Happy National Walking Day
I was pleasantly surprised to know that today (the first Wednesday of April) is National Walking Day sponsored by the American Heart Association.
Regular readers, friends and family know the walking fetish I have.
There are a number of things I am teased for in the household, but nature walking has to take the cake. “You do realize that you can achieve a lot more if you just walked less and talked less too, right?” is a common refrain.
I have to agree, but I seem to think that without walking, there is just time at home in which a myriad different things show up as tasks to be done. I mean review this:
The kitchen needs scrubbing, the snacks need eating, the clothes need folding, the food needs cooking, the cook-grill needs cleaning, and the dust needs dusting.
Out in Nature Though
Whereas out on a walk, the geese don’t need prodding to squawk, the mallard ducks don’t need encouragement to fly and land with a splash in the waters, the suns rays don’t need reminding to spatter and scatter a myriad different colors into the perfectly placed clouds in the horizon as it sets, the lavender and eucalyptus don’t need reminding to waft their aromas into the atmosphere. It is all there for the taking.
It is the sacred act of you and yourself out walking. Just the mind taking some time to rejuvenate with fresh air, slowly dissipating the tensions of the day into the evening air, letting nature do its work, and the body healing and strengthening itself.
Once my newsfeed told me about today being National Walking Day, the old soul yearned for the outdoors. So, after the day’s meetings were done, I swished outside. Everything was as perfect as ever. The perfectly positioned clouds, the sun’s rays just right – not too feeble nor too sharp, the flowers of spring all gloriously waving their blooms to the mild breeze, and the rain-washed Earth looking clean, welcoming and habitable.

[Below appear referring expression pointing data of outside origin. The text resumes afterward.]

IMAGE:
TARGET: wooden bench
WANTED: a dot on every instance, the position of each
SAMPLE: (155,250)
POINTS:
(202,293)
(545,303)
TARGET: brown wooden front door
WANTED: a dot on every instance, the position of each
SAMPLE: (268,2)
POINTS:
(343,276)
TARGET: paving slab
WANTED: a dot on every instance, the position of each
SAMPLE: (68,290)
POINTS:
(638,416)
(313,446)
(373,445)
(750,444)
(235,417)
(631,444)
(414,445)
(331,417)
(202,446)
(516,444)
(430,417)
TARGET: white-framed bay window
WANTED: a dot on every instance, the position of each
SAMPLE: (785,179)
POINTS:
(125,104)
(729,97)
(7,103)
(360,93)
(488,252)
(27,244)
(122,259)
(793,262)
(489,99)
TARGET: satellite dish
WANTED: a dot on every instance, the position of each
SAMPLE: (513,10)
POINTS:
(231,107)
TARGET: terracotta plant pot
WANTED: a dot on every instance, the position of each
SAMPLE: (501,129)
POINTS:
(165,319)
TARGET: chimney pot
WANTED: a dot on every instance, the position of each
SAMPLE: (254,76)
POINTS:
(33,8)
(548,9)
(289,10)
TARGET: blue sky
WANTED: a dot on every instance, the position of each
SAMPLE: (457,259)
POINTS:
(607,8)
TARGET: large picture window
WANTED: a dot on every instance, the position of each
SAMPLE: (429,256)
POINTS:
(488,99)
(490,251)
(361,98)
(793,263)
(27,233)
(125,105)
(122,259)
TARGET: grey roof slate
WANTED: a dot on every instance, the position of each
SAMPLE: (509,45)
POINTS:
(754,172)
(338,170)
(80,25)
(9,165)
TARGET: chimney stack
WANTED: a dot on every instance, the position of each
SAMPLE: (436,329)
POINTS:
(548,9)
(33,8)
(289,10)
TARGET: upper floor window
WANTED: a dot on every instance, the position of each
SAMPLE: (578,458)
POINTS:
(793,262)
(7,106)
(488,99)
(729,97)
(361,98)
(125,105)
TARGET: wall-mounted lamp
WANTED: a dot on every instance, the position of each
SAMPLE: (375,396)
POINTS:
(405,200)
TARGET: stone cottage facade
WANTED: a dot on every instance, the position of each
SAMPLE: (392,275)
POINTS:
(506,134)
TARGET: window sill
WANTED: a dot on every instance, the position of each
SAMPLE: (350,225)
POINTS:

I was walking by the waterside, and the calm strength of the waters nourished me. Ducks, geese and a pelican or two gracefully glided on the waters. I have often wondered about the sentience of our fellow beings. Do they stop to admire a sunset like some of us do? They are definitely more attuned to nature around us than we are. An unkindness of ravens (or was it a murder of crows?) were loudly cawing overhead.
Shinrin Yoku or Forest Bathing
The Japanese have a practice built around spending time outdoors – specifically longer periods amidst trees and forests – it is called Shinrin Roku – or Forest Bathing. What a marvelous concept?
“Look deep into nature and you will understand everything better!” – Albert Einstein
Happy Walking Day to all of you. Please step outside and enjoy the beautiful Earth even if only for a few minutes today.